Despite persistent allegations that they got the majority of the seats, sponsors, in fact, have 8 per cent of them, while national Olympic committees were given 1.2 million of the 8.8 million available. Five per cent of the total was reserved for athletes and officials.

In some cases, the sporting federations have not needed their tickets for the full duration of an event, so those are now being sold at a discounted price to the public.

However, they are only available to the 10,000 people with daily Olympic Park tickets, who watch the events on giant TV screens in a meadow created in the Lea Valley grounds.

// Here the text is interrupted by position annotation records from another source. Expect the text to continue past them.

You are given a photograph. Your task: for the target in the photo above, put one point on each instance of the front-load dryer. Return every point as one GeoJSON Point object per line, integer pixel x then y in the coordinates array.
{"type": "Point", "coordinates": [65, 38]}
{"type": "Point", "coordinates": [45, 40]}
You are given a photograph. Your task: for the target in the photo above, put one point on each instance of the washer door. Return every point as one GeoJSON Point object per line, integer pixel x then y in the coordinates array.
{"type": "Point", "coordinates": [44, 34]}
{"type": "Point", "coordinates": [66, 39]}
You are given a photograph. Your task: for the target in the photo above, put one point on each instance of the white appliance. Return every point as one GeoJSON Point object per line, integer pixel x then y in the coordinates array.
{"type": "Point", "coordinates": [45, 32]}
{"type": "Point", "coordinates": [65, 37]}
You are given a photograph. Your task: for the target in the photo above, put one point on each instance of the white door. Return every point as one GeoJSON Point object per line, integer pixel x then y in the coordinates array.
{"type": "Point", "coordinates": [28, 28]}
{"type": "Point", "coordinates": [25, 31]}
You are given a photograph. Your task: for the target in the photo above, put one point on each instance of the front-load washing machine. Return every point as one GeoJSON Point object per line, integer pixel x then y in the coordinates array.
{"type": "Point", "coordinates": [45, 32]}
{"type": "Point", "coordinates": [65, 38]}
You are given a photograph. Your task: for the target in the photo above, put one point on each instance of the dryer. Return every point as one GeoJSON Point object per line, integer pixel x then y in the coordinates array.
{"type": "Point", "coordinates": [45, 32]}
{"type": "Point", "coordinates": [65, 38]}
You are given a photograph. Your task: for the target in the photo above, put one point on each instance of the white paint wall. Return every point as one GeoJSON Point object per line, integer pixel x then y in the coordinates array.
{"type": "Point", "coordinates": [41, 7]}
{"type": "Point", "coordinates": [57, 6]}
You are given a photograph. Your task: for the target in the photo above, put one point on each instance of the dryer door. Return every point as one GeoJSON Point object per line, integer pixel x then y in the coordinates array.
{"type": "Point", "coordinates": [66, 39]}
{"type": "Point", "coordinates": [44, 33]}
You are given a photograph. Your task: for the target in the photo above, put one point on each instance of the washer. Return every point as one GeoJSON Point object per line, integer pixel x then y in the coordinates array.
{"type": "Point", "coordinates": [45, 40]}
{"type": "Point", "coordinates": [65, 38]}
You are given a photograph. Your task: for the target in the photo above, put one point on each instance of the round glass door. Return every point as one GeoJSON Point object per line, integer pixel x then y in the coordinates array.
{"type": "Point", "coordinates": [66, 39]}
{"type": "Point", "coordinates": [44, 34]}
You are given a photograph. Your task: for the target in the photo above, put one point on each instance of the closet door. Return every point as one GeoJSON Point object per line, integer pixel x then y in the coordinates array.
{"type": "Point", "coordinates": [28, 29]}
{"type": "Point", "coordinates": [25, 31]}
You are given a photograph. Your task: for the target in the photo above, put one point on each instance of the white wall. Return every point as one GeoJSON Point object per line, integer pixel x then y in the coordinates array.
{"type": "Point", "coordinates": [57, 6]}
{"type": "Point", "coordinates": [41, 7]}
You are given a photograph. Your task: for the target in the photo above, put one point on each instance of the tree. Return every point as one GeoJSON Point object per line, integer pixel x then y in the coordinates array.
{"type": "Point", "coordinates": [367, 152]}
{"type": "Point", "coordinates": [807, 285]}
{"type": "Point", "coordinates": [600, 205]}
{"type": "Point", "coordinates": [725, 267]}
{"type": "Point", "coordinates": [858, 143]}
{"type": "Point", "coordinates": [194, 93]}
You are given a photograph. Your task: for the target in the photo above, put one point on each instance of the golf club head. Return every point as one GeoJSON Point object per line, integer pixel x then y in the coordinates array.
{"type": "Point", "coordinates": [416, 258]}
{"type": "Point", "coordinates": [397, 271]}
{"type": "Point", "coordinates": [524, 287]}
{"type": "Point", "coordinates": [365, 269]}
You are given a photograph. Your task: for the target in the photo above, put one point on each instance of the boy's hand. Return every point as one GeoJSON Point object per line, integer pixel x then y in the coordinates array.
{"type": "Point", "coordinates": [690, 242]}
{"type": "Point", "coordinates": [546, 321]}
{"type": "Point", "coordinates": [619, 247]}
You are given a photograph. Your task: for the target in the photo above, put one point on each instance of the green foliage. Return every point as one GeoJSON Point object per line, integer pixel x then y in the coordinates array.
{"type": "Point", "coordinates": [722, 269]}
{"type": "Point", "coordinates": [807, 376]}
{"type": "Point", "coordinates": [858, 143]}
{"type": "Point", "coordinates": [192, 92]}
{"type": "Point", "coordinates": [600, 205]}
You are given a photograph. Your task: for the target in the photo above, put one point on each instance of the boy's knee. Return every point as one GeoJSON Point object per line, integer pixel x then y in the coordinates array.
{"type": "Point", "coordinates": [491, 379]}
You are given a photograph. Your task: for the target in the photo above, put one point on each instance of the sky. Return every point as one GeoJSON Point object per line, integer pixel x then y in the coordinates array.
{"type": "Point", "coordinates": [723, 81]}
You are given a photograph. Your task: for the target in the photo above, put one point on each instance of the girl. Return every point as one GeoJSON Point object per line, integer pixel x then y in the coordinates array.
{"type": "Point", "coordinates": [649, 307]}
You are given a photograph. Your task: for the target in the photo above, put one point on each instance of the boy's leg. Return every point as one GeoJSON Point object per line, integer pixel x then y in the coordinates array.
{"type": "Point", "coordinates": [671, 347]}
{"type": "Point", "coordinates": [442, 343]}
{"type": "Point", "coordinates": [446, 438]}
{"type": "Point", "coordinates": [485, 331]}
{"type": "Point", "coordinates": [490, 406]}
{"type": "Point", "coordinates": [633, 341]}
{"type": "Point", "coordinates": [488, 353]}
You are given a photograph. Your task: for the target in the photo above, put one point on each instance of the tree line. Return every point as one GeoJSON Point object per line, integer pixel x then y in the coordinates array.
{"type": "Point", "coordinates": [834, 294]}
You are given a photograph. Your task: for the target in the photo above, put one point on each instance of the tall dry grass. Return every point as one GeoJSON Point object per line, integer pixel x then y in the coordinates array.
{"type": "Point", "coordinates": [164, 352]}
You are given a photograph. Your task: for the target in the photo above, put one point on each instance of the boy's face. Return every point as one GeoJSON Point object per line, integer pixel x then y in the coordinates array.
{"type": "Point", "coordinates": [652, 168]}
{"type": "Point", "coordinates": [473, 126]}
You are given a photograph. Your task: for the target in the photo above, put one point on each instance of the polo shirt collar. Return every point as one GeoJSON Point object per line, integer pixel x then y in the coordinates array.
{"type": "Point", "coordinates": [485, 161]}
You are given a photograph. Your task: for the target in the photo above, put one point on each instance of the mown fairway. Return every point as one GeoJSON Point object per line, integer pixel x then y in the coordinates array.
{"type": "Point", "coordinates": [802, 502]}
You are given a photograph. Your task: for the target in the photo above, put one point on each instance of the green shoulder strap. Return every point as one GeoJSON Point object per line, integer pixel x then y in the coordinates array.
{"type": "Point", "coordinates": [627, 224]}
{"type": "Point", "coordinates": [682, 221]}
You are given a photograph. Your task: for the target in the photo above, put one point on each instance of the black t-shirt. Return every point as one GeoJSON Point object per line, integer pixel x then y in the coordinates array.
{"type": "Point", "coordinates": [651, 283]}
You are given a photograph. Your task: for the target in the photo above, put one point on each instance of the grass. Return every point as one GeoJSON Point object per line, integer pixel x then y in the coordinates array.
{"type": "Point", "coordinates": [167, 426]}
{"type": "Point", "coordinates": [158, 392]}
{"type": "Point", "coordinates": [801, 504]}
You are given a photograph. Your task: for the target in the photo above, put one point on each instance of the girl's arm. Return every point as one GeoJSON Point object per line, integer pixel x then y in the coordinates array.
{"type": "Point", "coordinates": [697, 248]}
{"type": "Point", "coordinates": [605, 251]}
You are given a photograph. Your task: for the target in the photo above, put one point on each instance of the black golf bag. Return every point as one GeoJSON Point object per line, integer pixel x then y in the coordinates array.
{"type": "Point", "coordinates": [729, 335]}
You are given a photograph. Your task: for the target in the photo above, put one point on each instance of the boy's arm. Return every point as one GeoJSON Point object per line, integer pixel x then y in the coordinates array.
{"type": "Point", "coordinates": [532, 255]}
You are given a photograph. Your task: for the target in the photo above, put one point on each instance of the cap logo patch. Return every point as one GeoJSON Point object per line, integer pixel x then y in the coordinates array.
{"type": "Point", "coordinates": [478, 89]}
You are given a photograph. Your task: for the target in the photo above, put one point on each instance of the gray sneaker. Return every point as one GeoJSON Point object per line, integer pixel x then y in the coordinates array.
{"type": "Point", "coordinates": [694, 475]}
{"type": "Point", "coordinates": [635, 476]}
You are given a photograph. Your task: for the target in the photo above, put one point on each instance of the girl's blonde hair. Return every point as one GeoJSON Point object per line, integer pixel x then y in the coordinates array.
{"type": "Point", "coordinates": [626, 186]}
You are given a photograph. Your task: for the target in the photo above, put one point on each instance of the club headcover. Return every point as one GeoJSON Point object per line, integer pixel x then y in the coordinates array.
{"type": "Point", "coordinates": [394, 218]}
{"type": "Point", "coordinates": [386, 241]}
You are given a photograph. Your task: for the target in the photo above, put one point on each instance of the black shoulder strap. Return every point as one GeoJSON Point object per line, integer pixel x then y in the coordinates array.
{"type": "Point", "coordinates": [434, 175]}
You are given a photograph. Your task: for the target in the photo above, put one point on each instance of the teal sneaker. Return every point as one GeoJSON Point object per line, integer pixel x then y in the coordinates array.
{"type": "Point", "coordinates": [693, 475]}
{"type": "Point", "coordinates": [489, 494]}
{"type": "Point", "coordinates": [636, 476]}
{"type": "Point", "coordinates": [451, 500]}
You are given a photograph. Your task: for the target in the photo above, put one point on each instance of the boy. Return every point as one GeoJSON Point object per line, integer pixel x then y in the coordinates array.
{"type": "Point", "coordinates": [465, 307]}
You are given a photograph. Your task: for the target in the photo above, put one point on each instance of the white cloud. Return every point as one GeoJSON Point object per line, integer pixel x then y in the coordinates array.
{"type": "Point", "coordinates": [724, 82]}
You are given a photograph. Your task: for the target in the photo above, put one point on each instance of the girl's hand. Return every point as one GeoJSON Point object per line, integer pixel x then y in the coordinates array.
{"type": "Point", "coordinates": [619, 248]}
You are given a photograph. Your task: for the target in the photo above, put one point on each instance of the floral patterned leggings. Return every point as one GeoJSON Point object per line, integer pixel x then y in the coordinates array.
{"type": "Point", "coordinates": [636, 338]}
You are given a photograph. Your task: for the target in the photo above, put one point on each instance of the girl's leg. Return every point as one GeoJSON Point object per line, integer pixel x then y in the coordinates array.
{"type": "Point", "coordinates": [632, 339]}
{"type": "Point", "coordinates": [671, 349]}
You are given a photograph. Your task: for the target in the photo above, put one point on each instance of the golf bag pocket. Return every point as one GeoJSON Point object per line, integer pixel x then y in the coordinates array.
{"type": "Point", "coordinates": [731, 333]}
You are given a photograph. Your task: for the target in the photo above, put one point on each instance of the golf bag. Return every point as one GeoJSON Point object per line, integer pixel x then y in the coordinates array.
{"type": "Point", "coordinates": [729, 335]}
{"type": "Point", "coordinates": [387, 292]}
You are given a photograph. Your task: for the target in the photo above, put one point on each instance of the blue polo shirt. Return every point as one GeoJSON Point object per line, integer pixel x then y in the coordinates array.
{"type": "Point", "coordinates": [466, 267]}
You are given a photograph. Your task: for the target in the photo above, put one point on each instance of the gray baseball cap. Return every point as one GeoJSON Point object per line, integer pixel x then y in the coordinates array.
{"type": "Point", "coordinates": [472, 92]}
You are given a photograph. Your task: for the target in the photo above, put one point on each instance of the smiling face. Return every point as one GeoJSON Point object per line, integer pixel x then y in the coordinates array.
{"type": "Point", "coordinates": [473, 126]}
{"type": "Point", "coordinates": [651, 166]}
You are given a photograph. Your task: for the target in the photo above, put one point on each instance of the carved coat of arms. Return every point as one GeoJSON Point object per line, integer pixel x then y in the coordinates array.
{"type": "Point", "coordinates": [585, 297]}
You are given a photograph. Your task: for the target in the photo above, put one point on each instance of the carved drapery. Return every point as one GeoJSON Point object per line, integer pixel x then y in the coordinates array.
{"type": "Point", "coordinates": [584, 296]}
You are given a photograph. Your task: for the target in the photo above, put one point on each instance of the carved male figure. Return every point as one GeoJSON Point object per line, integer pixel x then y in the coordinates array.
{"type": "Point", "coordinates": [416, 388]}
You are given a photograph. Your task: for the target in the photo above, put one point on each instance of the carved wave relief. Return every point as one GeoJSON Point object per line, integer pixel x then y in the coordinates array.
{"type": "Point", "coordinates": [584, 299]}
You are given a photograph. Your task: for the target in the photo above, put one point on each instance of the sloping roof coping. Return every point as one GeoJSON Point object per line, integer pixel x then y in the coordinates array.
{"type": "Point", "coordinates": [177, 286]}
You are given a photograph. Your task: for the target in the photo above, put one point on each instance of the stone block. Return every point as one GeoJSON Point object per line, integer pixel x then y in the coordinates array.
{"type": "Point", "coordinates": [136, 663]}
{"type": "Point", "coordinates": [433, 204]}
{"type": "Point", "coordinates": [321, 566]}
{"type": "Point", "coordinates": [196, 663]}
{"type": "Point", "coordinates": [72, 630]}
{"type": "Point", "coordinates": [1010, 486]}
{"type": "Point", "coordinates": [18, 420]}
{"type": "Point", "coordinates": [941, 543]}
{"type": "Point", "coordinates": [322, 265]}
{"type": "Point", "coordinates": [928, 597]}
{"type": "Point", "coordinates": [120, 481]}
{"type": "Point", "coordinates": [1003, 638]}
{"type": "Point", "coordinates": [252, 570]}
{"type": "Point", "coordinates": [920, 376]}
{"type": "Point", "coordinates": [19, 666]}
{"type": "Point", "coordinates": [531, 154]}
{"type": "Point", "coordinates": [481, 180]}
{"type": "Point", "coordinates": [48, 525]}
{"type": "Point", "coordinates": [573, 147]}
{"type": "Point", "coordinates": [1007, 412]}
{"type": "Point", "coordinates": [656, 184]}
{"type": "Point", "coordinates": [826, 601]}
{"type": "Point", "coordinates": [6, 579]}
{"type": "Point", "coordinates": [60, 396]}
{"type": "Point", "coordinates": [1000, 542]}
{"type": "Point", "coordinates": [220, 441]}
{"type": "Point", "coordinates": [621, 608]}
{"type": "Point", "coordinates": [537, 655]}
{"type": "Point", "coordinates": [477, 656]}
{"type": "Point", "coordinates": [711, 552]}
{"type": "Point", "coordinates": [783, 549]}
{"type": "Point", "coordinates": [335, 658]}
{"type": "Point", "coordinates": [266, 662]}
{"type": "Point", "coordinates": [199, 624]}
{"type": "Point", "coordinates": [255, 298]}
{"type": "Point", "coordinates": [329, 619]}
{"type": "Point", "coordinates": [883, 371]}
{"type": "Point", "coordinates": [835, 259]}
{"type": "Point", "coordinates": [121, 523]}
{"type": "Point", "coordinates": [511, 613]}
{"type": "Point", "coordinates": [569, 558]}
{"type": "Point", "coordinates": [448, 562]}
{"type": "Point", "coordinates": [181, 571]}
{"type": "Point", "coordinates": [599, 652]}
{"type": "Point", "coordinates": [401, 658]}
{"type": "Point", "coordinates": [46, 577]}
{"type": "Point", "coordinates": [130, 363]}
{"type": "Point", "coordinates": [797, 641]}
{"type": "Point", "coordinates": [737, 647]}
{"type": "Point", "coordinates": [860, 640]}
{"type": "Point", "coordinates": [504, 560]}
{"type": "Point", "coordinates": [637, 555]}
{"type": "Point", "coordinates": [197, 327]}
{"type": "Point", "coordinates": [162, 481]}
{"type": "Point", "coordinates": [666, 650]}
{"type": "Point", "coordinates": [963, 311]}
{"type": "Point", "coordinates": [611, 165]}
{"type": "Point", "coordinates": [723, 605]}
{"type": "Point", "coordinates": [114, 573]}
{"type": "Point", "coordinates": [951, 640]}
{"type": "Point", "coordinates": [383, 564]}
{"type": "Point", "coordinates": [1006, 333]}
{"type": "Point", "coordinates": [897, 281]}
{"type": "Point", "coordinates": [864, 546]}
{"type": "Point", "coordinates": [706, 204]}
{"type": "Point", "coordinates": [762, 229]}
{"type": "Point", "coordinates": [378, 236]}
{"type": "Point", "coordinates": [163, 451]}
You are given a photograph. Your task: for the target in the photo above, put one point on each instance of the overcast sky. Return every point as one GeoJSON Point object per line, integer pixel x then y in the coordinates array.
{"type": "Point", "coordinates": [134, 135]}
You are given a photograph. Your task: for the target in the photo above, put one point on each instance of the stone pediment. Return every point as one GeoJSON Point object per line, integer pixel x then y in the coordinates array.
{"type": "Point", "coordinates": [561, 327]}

“They’re proving incredibly popular so people in the park are able to get access to that and get into the venues and, as I say, there’s a lot of happy faces,” Mr Allen said.

Tickets which are not needed at all by the federations will be put for sale nightly on the London 2012 website, though complaints still exist about its operation.

Three thousand tickets were returned on Sunday for events yesterday, including 600 for the gymnastics, Mr Hunt declared.

“So, what we’re saying is if you’re not going to use them could we have as many as possible back because, of course, we’ve got lots of members of the public who would dearly love to go.

“We want to be completely upfront with the public, this is a negotiation, we don’t have a right to demand these back. In fact, contractually, these seats do belong to the (federations),” he went on.

Meanwhile, British prime minister David Cameron ridiculed a Conservative MP, Adam Burley, who had condemned last Friday’s opening ceremony as “leftie multicultural crap”.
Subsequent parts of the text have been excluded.